I processi coinvolti nella fissione nucleare. Evidentemente, esistono almeno cinque implicazioni nel fenomeno della fissione nucleare:
(i) la spaccatura del nucleo di uranio-235, da parte del neutrone incidente, in due frammenti pesanti quasi la metà del nucleo di uranio, elettricamente carichi;
(ii) data la velocità quasi nulla del neutrone, il baricentro del sistema complessivo prima dell’urto è fermo, e tale sarà dopo l’urto: se ne deduce che i due prodotti di fissione si allontanano in versi opposti con energia cinetiche uguali;
(iii) la energia derivante dal fatto che la somma delle masse dei frammenti à minore della massa del nucleo originario di uranio mette a disposizione circa 200 Mev di energia, una grossa percentuale della quale viene suddivisa tra i due frammenti;
(iv) questa energia cinetica dei due frammenti elettricamente carichi viene rilasciata sotto forma di calore nel mezzo in cui i frammenti si propagano; questa circostanza rende possibile, sotto il profilo squisitamente teorico, tale calore sia per la realizzazione di un reattore di produzione di energia elettrica sia per una eventuale bomba;
(v) oltre al bonus energetico, la reazione di fissione dell’uranio-235 provoca il rilascio di uno, due o tre neutroni liberi di fissione che sono quindi disponibili per continuare e fissionare il resto dell’uranio a disposizione e indurre in tal modo una reazione a catena in grado di autosostenersi.

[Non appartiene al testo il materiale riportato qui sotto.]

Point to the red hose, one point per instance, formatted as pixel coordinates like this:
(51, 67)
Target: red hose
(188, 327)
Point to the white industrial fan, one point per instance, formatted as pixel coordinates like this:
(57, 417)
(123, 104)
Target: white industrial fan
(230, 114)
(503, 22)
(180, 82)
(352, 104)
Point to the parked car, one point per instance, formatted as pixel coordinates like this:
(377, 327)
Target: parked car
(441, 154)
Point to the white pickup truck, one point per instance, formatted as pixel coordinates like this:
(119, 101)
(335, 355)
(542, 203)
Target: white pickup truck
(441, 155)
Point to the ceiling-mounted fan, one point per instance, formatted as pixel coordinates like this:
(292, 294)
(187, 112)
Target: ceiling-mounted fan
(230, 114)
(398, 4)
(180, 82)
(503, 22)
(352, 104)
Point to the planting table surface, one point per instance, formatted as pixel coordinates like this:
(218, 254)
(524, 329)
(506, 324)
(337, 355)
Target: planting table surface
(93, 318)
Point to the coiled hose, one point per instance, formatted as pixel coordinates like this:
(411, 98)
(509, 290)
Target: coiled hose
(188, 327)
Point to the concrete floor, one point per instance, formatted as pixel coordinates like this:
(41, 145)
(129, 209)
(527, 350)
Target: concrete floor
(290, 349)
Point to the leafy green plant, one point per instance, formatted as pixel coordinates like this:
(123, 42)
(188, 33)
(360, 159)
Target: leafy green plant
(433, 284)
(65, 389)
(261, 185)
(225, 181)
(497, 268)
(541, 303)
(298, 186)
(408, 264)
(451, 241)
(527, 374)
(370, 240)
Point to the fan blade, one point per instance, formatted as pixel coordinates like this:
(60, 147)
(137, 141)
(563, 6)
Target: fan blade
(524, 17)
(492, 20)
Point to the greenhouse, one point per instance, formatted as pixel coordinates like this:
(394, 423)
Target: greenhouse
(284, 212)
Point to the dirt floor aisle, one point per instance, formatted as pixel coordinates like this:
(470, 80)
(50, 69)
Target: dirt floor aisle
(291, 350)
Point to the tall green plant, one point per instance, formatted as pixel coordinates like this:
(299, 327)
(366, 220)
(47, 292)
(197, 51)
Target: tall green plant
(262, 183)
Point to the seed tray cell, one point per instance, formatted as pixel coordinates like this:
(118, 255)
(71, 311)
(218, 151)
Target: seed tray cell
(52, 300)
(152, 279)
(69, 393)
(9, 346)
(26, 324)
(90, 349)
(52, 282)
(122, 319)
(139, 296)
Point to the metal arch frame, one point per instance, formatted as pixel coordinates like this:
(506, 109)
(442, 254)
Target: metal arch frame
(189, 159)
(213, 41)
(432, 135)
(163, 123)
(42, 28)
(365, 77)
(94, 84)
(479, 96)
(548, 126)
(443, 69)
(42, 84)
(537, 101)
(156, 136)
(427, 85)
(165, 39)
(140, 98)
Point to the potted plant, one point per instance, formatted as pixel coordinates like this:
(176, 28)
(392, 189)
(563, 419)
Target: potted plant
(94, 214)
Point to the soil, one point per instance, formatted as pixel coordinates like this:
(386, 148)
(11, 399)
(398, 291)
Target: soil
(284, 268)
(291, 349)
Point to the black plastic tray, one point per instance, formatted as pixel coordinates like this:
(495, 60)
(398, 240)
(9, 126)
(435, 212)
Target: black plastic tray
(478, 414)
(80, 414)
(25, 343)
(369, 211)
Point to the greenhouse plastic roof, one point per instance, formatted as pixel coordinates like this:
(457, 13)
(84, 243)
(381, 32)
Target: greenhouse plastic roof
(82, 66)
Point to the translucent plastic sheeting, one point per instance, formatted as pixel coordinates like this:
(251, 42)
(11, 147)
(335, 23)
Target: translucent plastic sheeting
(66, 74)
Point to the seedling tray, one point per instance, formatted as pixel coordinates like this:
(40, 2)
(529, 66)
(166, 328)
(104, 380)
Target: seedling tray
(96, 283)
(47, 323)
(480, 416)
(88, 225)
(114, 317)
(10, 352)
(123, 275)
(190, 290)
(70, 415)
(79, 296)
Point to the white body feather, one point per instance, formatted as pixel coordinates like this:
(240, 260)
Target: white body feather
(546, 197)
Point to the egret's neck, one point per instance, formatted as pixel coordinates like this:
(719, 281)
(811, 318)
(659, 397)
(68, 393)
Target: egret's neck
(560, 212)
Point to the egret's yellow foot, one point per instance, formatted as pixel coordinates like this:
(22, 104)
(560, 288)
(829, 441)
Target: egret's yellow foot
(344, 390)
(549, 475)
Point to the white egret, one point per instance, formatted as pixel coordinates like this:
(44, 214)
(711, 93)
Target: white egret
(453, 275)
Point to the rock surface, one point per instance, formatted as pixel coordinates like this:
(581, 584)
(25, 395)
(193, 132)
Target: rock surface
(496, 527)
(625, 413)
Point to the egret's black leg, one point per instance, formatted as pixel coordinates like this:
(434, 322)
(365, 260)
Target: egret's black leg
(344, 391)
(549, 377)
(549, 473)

Una difficoltà quasi insormontabile. Nelle innumerevoli discussioni dei primi mesi del 1939, tra Bohr e Fermi, ma anche tra tutti coloro che sono inevitabilmente coinvolti nella più grande impresa del secolo, aleggia però come un minaccioso fantasma un dubbio di concrete dimensioni problematiche. Appare infatti chiaro che soltanto una ridottissima parte dell’uranio naturale possa subire fissione. La frazione percentuale è così ridotta da sconcertare e intimorire qualsiasi rosea previsione. Più del 99 % dell’uranio naturale è costituito dall’isotopo U-238 non fissionabile: soltanto lo 0.7 % risulta costituito dall’isotopo U-235 fissionabile. Non è tutto. L’isotopo U-238 fagocita neutroni senza essere sottoposto alla produzione di reazioni di fissione nucleare e, quindi, se non altro come quantità materiale inerte, si pone come serio antagonista alla reazione di fissione. La difficoltà potrebbe essere aggirata se esistesse un metodo di separazione tra i due isotopi U-238 e U-235: ma questa separazione costituisce un compito molto ingrato da risolvere. E rimarrà tale ancora per qualche anno. Sono infatti noti alcuni processi di separazione dei due isotopi: ma in quantitativi assai ridotti e per esigenze di laboratorio. Pensare di separare gli isotopi su scale commerciale appare ai fisici, agli ingeneri delle ditte coinvolte nell’eventuale progetto, ai militari che ambiscono la leadership nella gestione dell’intero e, finalmente, ai politici che intendono manovrare l’intera operazione dai segni di Parlamento e Senato, di stanza a Washington appare per tutti un sogno irrealizzabile.